That's because the more closely you examine them, the more you find them gravitating
toward the one column and away from the other.
And the writings of Ellen White?
Look at the chapter headings in my Table of
Contents. If those six state- ments are true -- and the chapters will
establish beyond a reasonale doubt that they are -- then look at which column
fits Ellen White like a glove.
Her defenders have gone through 80,000 pages
looking for proofs of divine inspiration and have come up with a handful (chaper 1).
This is the Uninspired Column exactly. And of these handful, not one stands
the test of examination (chapter 3). Again, the Uninspired Column exactly.
Her critics by contrast have had a field day
(chapter 2). And what they've found is just the beginning: there are whole mountains
yet to be placed in the scales against her claims to inspiration (chapters 5 and 6).

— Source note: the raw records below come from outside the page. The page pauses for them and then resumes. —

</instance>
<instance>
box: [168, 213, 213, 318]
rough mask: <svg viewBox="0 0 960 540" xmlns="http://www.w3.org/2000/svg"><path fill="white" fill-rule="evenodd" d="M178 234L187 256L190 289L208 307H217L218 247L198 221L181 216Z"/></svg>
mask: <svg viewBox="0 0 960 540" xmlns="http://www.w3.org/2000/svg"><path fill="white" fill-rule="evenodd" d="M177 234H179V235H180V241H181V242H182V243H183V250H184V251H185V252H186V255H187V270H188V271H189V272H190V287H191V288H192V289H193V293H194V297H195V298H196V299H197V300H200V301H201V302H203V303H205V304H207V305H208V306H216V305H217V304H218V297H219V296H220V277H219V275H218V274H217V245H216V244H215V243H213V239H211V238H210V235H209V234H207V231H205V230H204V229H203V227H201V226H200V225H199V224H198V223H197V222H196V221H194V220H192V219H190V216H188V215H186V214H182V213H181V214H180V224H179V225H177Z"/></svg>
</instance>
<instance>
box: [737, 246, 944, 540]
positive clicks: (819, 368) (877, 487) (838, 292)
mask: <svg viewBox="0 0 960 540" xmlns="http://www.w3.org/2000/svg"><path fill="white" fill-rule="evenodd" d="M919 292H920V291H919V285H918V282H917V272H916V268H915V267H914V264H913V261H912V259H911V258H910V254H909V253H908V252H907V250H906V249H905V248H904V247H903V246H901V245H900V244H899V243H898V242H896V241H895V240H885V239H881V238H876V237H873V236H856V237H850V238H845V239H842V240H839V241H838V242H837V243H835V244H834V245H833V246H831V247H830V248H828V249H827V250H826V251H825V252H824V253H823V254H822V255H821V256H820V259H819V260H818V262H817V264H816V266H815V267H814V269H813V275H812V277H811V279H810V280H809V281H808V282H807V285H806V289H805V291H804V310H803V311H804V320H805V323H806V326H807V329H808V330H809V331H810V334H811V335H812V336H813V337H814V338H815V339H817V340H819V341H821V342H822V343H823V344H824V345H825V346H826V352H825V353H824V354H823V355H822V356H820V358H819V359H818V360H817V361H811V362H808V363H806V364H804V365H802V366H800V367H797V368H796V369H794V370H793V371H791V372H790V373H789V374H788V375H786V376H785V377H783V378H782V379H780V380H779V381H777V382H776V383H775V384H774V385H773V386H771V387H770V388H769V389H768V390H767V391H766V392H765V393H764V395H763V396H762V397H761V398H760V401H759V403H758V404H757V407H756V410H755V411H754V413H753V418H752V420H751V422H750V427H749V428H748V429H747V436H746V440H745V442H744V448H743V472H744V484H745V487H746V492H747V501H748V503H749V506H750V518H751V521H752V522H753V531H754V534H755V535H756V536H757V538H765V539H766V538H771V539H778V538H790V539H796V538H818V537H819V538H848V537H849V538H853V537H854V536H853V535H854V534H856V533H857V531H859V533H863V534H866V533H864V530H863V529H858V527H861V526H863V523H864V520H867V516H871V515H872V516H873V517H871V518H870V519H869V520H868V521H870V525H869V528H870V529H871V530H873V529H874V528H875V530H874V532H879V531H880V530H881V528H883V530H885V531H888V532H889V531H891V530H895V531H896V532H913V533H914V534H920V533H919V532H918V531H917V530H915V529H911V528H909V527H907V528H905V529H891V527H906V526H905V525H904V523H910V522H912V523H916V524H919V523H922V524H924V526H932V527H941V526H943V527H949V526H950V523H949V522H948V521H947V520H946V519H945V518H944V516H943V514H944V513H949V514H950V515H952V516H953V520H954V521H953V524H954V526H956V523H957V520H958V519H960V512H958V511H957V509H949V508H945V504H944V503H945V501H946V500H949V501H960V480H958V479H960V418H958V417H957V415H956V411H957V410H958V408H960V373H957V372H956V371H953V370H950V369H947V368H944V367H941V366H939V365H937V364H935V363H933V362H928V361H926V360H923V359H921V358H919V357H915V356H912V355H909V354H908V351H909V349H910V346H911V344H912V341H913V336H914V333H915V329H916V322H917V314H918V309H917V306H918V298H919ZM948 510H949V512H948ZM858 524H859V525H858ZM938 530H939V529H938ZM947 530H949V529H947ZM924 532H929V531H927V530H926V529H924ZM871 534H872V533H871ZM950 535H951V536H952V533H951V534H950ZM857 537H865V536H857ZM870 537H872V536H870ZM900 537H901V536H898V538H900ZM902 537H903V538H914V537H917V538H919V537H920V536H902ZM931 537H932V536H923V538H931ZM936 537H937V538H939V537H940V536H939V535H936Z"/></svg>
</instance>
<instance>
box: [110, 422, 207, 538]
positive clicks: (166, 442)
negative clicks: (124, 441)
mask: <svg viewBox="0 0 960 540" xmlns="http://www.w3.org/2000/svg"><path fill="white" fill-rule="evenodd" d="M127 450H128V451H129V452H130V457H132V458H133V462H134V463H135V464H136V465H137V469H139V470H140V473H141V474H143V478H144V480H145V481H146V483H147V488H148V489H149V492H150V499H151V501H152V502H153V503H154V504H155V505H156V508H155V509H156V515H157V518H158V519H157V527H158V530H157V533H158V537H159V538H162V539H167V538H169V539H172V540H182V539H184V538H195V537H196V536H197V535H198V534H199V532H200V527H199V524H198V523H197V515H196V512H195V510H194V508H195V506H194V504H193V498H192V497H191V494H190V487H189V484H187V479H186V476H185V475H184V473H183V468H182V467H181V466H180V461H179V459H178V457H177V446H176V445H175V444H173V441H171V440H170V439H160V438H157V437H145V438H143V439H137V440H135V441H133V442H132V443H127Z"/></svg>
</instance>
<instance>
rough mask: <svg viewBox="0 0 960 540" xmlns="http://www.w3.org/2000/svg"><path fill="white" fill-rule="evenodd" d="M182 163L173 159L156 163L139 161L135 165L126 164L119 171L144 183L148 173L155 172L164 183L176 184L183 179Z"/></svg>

As for attempts to prove that what the critics see are due to flaws in their own eyesight
and not due to any real flaws in the Ellen White writings -- those are failures
(chapter 4), which means that the evidence offered by critics against the inspiration
theory, unlike the evidence offered by apologists for the inspiration theory, is real.
All of which brings us to the single
great major overriding reason why I believe Ellen White was uninspired, and why I elected
to put the title of my book in the singular instead of in the plural. She is exactly
what I would expect from an uninspired writer. She is exactly not what I
would expect from an inspired writer.
Even for those
who defend Ellen White by watering down the concept of divine inspiration -- would it not be singular indeed if a genuine prophet so perfectly
matched a fake? Why would a writer who was inspired, even one who was
half-semi-quasi-inspired, so exactly resemble an uninspired?